Oyunculuklara ve karakterlere gelecek olursak… Kerem Bürsin, bambaşka bir adam olmuş. Sayer’den bir esinti dahi yok. Yiğit’i çok benimsemiş, çok sevmiş ve en önemlisi de çokça da emek vermiş. Fiziksel değişiminin yanı sıra kendisini psikolojik olarak da Yiğit olmaya hazırlamış. Ve ben Yiğit’i de çok sevdim. Evet, uçarı ve umursamaz gibi görünüyor ama asla değil. Ama biz kadınlar, bu erkekleri çok seviyoruz ve bu erkekler bizi çekiyorlar. Ne yapalım? Şükrü Özyıldız, adeta parlıyor. Mükemmel bir adam, gerçekten. Kerem Bürsin ile de şahane bir ikili olmuşlar. Ve Emir’i de en az Yiğit kadar sevdim. Kontrollü görünüyor ama bir kibrit çaksan da alev alacakmış gibi. Akıllı, sağlamcı ama kendisine göre de hırsları var ve bunlar sadece mesleki hırslar değil. Yiğit ve Emir’in birbirleriyle ama özellikle kendileriyle olan çatışmalarını izlemek inanılmaz keyifli olacak! Tilbe Saran için söze ne hacet, Zeliha’yı iliklerime kadar hissettim. O hırslarına, güçlü duruşuna ve asla vazgeçmeyecek cesarete sahip oluşuna bayıldım! Yiğit de tam annesinin oğlu bana kalırsa ve bu ikilinin ilişkisini, bu ilişkinin geleceğini izlemek için sabırsızlanıyorum. Yasemin Allen’a zaten bayılırım, Sibel’e de bayıldım. Kendisini belli etmeyen, duygularını ve hırslarını kontrol etmeye çalışan, burnu havada görünen ama aynı zamanda mütevazı hayallere sahip bu genç kadını çok sevdim. Yasemin Allen da rolü öyle güzel giymiş ki zaten, sevmemek elde değil. Şükran Ovalı’dan daha güzel bir Derya olamazdı herhalde, bayıldım ba-yıl-dım! Derya’yı da çok sevdim ve çok da üzüldüm. Bu kadar hayat dolu ve yaşamayı seven bir kadının, o hayata sıkışıp kalması ve çırpındıkça da daha çok dibe çekilmesi ne üzücü… Lakin herkes gibi benim de içimden bir ses bunun Derya’nın iyi zamanları olduğunu söylüyor. Lütfen Derya kuzumuzu çok üzmeyin. Burcu Biricik, bence harika bir Kübra olmuş. Modern havası olan bir kadın olmasına rağmen Kübra’yı çok güzel giymiş üzerine. Ve ben Kübra’nın o masum hallerini, çaresizliğini ve temiz kalbini çok ama çok sevdim. Her karakterin ayrı bir hikâyesi ve dünyası var. Biri değil, hepsi kendi hikâyesinin başrolü ve yine hepsi ayrı ayrı merak uyandırıyor. Hikâyenin tek eksende dönmeyecek olması da şahane tabii ki.
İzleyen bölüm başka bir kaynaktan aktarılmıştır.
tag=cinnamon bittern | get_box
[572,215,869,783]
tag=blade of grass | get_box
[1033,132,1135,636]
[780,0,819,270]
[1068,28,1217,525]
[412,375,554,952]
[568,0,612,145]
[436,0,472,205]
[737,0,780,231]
Ve şunu da söylemeden geçemeyeceğim; dizilerde en çok merak ettiğim kısım jenerikleridir. Şeref Meselesi’nin jeneriği ise MU AZ ZAM idi. Kayıp ve Ulan İstanbul’dan sonra bıkmadan izleyeceğim jenerikler arasına adını altın harflerle yazdırdı.
Uzun lafın kısası; Şeref Meselesi çok temiz bir iş olmuş. Dozunda, başarılı ve şahane bir uyarlama. Reyting karnesi nasıl gelir, ne olur bilemiyorum lakin ben her hafta oturup izleyeceğim. Bu çok katmanlı ve güzel hikâye hak ettiğini alır umarım. Ve Altan Dönmez, sen iyi ki varsın!
Ve rating değerlendirmesi;
Yazarlarımızın değerlendirmesine göre işi biraz zor olan Şeref Meselesi’nin sonuçları bu durumun özeti gibi bir şey oldu aslında. Yeni panelin güzel insanlar ve iyi rejiden ziyade hikaye ve hızlı ilerleyen olayların peşinde olduğunu bir kez daha görmüş olduk. Gönül İşleri’nin Ab’de, O Hayat Benim’in total’de birinci olduğunu hatırlatalım. Sosyal Medya ise tahmin edebileceğiniz üzere Şeref Meselesi’nin oldu.